Division of Biostatistics, College of Public Health, Ohio State University, Columbus, OH.
Department of Population Health, New York University, New York, NY.
JCO Clin Cancer Inform. 2023 Jun;7:e2200138. doi: 10.1200/CCI.22.00138.
Reproducible translation of transcriptomics data has been hampered by the ubiquitous presence of batch effects. Statistical methods for managing batch effects were initially developed in the setting of sample group comparison and later borrowed for other settings such as survival outcome prediction. The most notable such method is ComBat, which adjusts for batches by including it as a covariate alongside sample groups in a linear regression. In survival prediction, however, ComBat is used without definable groups for survival outcome and is done sequentially with survival regression for a potentially batch-confounded outcome. To address these issues, we propose a new method called BATch MitigAtion via stratificatioN (BatMan). It adjusts batches as strata in survival regression and uses variable selection methods such as the regularized regression to handle high dimensionality. We assess the performance of BatMan in comparison with ComBat, each used either alone or in conjunction with data normalization, in a resampling-based simulation study under various levels of predictive signal strength and patterns of batch-outcome association. Our simulations show that (1) BatMan outperforms ComBat in nearly all scenarios when there are batch effects in the data and (2) their performance can be worsened by the addition of data normalization. We further evaluate them using microRNA data for ovarian cancer from the Cancer Genome Atlas and find that BatMan outforms ComBat while the addition of data normalization worsens the prediction. Our study thus shows the advantage of BatMan and raises caution about the use of data normalization in the context of developing survival prediction models. The BatMan method and the simulation tool for performance assessment are implemented in R and publicly available at LXQin/PRECISION.survival-GitHub.
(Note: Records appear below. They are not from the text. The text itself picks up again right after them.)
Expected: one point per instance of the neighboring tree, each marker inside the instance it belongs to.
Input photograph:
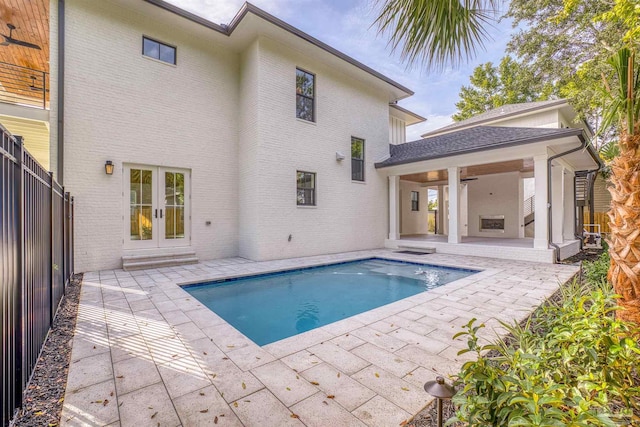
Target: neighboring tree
(509, 83)
(624, 216)
(567, 43)
(435, 33)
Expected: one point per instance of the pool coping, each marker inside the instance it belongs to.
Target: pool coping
(132, 322)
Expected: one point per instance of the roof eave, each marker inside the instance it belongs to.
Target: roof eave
(522, 141)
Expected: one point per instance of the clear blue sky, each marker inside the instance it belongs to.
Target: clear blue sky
(346, 25)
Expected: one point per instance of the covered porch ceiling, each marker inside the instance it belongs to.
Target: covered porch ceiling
(31, 21)
(441, 176)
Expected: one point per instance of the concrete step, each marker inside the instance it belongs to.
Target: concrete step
(156, 259)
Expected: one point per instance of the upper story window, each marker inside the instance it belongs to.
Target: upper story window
(415, 201)
(357, 159)
(157, 50)
(305, 95)
(306, 188)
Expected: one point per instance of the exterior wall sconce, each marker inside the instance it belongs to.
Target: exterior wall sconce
(440, 390)
(108, 167)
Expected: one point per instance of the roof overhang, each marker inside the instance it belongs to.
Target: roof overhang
(586, 159)
(409, 117)
(252, 22)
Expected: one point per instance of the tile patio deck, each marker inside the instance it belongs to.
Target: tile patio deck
(146, 353)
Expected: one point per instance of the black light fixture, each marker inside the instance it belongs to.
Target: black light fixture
(108, 167)
(440, 390)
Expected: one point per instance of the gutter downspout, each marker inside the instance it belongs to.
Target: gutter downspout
(583, 145)
(61, 13)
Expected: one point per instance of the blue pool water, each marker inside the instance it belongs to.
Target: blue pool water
(268, 308)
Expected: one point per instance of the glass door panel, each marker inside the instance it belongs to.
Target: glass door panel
(157, 207)
(141, 197)
(175, 207)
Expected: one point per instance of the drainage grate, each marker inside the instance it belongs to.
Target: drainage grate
(413, 252)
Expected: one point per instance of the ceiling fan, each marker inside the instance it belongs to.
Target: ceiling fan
(10, 40)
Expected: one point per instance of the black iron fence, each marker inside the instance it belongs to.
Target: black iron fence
(36, 251)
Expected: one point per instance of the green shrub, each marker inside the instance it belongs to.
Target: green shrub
(595, 272)
(563, 368)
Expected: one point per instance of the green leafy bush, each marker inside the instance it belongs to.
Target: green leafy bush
(565, 367)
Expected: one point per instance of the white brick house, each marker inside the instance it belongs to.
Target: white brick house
(254, 139)
(223, 117)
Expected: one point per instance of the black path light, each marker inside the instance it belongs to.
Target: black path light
(440, 390)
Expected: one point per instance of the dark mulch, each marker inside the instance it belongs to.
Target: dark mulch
(43, 398)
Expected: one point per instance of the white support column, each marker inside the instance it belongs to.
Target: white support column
(569, 206)
(557, 202)
(441, 209)
(520, 208)
(454, 205)
(394, 207)
(541, 240)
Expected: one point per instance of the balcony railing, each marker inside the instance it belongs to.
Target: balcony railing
(24, 86)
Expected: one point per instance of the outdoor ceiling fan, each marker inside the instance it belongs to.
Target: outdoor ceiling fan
(8, 40)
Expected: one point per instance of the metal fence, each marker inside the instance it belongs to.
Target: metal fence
(36, 250)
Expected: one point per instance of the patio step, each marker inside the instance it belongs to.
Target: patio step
(154, 258)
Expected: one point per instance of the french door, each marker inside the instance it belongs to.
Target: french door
(157, 207)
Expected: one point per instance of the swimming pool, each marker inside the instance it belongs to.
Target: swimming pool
(269, 307)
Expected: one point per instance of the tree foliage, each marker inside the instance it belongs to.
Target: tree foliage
(435, 33)
(568, 42)
(492, 86)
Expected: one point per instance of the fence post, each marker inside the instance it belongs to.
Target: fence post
(20, 308)
(52, 246)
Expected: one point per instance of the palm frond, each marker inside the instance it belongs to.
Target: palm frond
(624, 105)
(435, 33)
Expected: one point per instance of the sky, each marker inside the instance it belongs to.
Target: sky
(346, 25)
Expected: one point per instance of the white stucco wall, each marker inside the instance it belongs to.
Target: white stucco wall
(349, 215)
(542, 119)
(494, 195)
(413, 222)
(124, 107)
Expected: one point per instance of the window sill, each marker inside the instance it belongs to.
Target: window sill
(148, 58)
(306, 121)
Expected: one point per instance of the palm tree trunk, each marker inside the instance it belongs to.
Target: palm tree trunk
(624, 216)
转录组数据的可重现翻译一直受到批次效应普遍存在的阻碍。用于管理批次效应的统计方法最初是在样本组比较的背景下开发的,后来被借用到其他环境中,例如生存结果预测。最著名的方法是 ComBat,它通过将批次作为协变量与样本组一起包含在线性回归中,从而调整批次。然而,在生存预测中,ComBat 没有为生存结果定义可定义的组,并且与生存回归一起顺序进行,以避免潜在的批次混淆结果。为了解决这些问题,我们提出了一种名为通过分层(BatMan)进行批次缓解的新方法。它将批次调整为生存回归中的分层,并使用变量选择方法(如正则化回归)来处理高维数据。我们在基于重采样的模拟研究中评估了 BatMan 与 ComBat 的性能,每个方法都单独使用或与数据归一化一起使用,在各种预测信号强度和批次-结果关联模式下进行。我们的模拟表明:(1)当数据中存在批次效应时,BatMan 在几乎所有情况下都优于 ComBat;(2)添加数据归一化会使它们的性能恶化。我们进一步使用癌症基因组图谱(Cancer Genome Atlas)中来自卵巢癌的 microRNA 数据评估它们,并发现 BatMan 优于 ComBat,而添加数据归一化则会降低预测效果。因此,我们的研究表明了 BatMan 的优势,并对在开发生存预测模型的背景下使用数据归一化提出了警告。BatMan 方法和性能评估的模拟工具已在 R 中实现,并在 LXQin/PRECISION.survival-GitHub 上公开提供。